It's hard to make a TV show that ends up with the longevity and passionate fanbase of Supernatural. That's why the show reaching its milestone 300th episode on Thursday is such a big deal. But what's perhaps more impressive than Supernatural hitting 300 episodes is the fact that in 14 seasons and almost a decade and half of filming, co-stars and real-life BFFs Jensen Ackles and Jared Padalecki have only had one fight.
Standing on the red carpet outside the Supernatural 300th episode party celebration in Vancouver, Ackles laughs when he thinks back to that game-changing moment in the first season that almost threatened their friendship and potentially the show's future. "The first season, there's a few stories," he tells Bustle of his first and last fight with Padalecki. While he didn't spill the exact details of what led the long-running co-stars to go head-to-head, he did reveal that it was messy. "We got into a really heated argument and we stomped away from each other," he adds. "We blew up at each other."
But that one fight ended up being exactly what Ackles and Padalecki — and the show itself — needed to succeed for the next 14 years. "Shortly after we came back together and sat down and said, 'Well, if this is going to work, that can't ever happen again,'" Ackles says. "We built on that and we formulated a new trust and realized that we're better as a unit than as enemies. We've made it 14 years and counting like that. Three hundred episodes, there you go."
14 years is a long time to work the same job, let alone spend all those hours with the same people day in and day out. That's why both Ackles and Padalecki credit the long-running series with helping them grow into the adults they are today.
"I've been an adult for 18 years and on Supernatural for 14, so it's difficult to even comprehend," Padalecki tells Bustle of how much the show has changed him. "I've learned to take the long view of things and not focus so much on winning the battle as winning the war, or just surviving. I don't want to say winning the war because it's not a win/lose game. But I've learned to appreciate the long term and play the slow game; play chess as opposed to checkers."
Supernatural wasn't the first iconic role that Padalecki played; he started his career playing Dean on Gilmore Girls when he was 18. But it's his time playing Sam Winchester that Padalecki says greatly enriched his life.
"I am 100 percent certain I am the most blessed man on the planet," he adds. "I've been humbled along the way and luckily I've had friends I trust and respect enough to tell me, 'Hey, be humble.' I've been a very lucky guy."
As Ackles looks back on the past 14 years playing Sam's older brother Dean Winchester, he starts to laugh and shake his head. "My whole life is different other than being in Vancouver and shooting the same show," he says. "I was a twenty-something bachelor living in California, now I'm married with three kids living in Austin, Texas. My life has changed quite dramatically, but this show has been the constant in my life and it continues to be. It's pretty cool."

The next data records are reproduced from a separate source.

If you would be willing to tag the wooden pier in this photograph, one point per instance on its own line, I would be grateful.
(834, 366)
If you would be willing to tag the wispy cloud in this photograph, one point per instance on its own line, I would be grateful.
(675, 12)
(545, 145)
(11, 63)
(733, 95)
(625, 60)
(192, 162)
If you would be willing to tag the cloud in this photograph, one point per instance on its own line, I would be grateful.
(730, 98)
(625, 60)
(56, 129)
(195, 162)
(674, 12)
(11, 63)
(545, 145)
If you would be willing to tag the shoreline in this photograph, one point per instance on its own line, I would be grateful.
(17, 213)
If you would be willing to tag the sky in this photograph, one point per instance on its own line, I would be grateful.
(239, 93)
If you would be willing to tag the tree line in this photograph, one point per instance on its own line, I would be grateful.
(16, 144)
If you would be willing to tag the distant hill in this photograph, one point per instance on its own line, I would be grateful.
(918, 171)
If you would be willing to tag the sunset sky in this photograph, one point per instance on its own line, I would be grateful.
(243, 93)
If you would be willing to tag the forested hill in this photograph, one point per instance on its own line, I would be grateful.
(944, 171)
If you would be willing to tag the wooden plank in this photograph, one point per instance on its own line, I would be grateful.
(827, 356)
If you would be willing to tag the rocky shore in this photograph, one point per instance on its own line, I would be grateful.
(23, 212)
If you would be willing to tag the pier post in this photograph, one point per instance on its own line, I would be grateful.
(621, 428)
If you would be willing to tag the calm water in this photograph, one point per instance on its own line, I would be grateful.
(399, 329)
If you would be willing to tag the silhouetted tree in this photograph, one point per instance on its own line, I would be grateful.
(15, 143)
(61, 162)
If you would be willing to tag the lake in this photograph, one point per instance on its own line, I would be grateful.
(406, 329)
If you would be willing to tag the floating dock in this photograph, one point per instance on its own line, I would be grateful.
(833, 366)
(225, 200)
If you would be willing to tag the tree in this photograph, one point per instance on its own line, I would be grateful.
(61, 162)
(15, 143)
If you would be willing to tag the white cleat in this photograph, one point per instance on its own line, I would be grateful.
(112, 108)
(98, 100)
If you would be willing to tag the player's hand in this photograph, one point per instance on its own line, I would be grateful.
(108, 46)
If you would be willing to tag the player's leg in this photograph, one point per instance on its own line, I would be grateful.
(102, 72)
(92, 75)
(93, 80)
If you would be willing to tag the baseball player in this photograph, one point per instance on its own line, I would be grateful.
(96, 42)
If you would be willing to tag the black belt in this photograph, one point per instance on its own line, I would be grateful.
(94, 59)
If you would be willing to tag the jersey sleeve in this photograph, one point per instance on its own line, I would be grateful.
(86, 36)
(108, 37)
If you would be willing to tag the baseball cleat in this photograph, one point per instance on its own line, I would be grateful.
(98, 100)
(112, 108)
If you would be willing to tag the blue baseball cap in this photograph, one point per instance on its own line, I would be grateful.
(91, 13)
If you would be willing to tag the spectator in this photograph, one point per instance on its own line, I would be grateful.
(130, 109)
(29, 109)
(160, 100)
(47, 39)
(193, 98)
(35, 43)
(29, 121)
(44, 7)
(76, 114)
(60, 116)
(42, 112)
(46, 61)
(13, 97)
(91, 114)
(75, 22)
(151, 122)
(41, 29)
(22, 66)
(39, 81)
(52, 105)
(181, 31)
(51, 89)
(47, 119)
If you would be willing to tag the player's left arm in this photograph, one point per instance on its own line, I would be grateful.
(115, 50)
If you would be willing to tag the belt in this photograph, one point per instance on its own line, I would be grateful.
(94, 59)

When Padalecki and Ackles put on their Winchester flannels for the first time 14 seasons ago, they had no idea that they would become the uniform of their adult life. But now Supernatural is the longest-running hour-long sci-fi drama in the history of television, and they can't imagine what life would look like without having to wear flannel every day riding around in a black 1967 Chevrolet Impala. So with the wisdom he has now, Padalecki has some advice for his 18-year-old self who hasn't yet filmed the very first episode of Supernatural: "Beware of Ruby," he says with a laugh, referencing the character his now-wife Genevieve Padalecki played on the series.
He then gets serious and thinks for a moment. "I would say play the long game," he adds. "Life can be short, unfortunately sometimes, but by and large treat life like it's long. I've been happier treating life like life is long than treating life like life is short."
He pauses, then continues, "Life is short is great and as a mantra when you're a teenager or a twenty-something but when you get to the later parts in life and you have a wife and three kids and some friends you've had for 20 years, you're like, 'You know what? I don't need to blow it out every night. I don't need to treat every day or every opportunity like whoa, this is the coolest opportunity on the planet.' Learn something new every day, learn something from someone every time you meet them, and play the long game."
And while Ackles jokes that he would tell his younger self to "buy more real estate," he wouldn't change much about his entire professional career and personal life while working on Supernatural.
"If anything, I'd say to enjoy the ride. But I enjoyed it pretty well," Ackles says. "I had some pretty great people giving me really great advice early on." Three hundred episodes with only one fight and no regrets? Now that's something to celebrate.